The New Yorker:

Josh Wardle designed one of the most popular word games of our time. Now he wants to mainstream one of the most difficult ones.

By Simon Parkin

The day Josh Wardle sold Wordle to the New York Times, in 2022, for more than a million dollars, should have been a moment of triumph. The game, which gives players six chances to guess a five-letter word, had unexpectedly become a global sensation, and Wardle had already begun to receive e-mails from puzzle designers seeking his input on their own ideas. “The underlying question was always, ‘How do I sell this to the New York Times?’ ” he told me. In their eyes, Wardle had achieved the ultimate success. Yet, as he fielded invitations from journalists, chat-show hosts, and podcast producers, Wardle felt only discombobulated, even borderline depressed.

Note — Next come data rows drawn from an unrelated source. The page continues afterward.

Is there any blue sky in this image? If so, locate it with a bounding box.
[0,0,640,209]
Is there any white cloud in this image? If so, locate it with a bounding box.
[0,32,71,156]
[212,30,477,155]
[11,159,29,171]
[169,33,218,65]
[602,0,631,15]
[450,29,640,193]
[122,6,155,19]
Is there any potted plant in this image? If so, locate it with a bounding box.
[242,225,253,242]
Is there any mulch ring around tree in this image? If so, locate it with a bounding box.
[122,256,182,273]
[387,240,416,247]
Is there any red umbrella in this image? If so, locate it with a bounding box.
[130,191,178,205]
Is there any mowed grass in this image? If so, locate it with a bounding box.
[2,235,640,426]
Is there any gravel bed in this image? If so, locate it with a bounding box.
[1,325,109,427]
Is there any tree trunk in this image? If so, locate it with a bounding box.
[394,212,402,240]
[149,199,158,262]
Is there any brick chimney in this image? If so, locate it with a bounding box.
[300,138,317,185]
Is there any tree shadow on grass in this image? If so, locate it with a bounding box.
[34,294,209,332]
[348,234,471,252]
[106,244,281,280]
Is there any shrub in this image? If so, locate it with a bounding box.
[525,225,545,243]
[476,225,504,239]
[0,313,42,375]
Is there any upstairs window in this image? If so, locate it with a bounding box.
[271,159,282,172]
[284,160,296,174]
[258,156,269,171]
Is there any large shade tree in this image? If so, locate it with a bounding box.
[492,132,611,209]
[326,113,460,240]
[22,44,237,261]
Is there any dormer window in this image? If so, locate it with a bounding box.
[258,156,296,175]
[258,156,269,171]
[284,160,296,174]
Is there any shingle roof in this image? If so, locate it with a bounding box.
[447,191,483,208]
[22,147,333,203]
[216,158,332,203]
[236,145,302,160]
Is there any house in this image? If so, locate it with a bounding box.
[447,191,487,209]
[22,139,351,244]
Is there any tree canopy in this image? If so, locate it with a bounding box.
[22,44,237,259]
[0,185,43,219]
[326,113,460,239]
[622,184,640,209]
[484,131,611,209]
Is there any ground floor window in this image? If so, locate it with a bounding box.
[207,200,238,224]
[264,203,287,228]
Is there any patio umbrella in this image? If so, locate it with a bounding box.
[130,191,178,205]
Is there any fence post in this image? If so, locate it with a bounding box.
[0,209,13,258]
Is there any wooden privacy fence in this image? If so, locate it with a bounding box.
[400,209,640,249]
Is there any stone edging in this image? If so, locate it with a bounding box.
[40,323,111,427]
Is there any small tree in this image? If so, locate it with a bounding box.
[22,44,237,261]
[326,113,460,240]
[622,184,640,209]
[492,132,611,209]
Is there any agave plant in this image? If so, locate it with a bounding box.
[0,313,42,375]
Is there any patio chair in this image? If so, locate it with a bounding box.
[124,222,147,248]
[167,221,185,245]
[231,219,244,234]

The problem was not only the speed with which fame had upended his life but the fact that it had arrived uninvited. Wardle, who grew up on a farm in Wales, and who recently returned to the U.K. from Brooklyn, had built the game as a gift for his partner, Palak Shah: a bonding ritual they could share each evening. At the time, he didn’t consider himself a game designer, though play was deeply embedded in his professional life. While working as a product manager for Reddit, he had created a series of interactive projects for April Fools’ Day. One of them, from 2015, was the Button, a web page featuring a large button and a sixty-second countdown clock. Each time a visitor clicked the button, it reset the timer; if no one pressed it before the clock reached zero, the project would end. More than a million people participated before the countdown finally expired, three months later.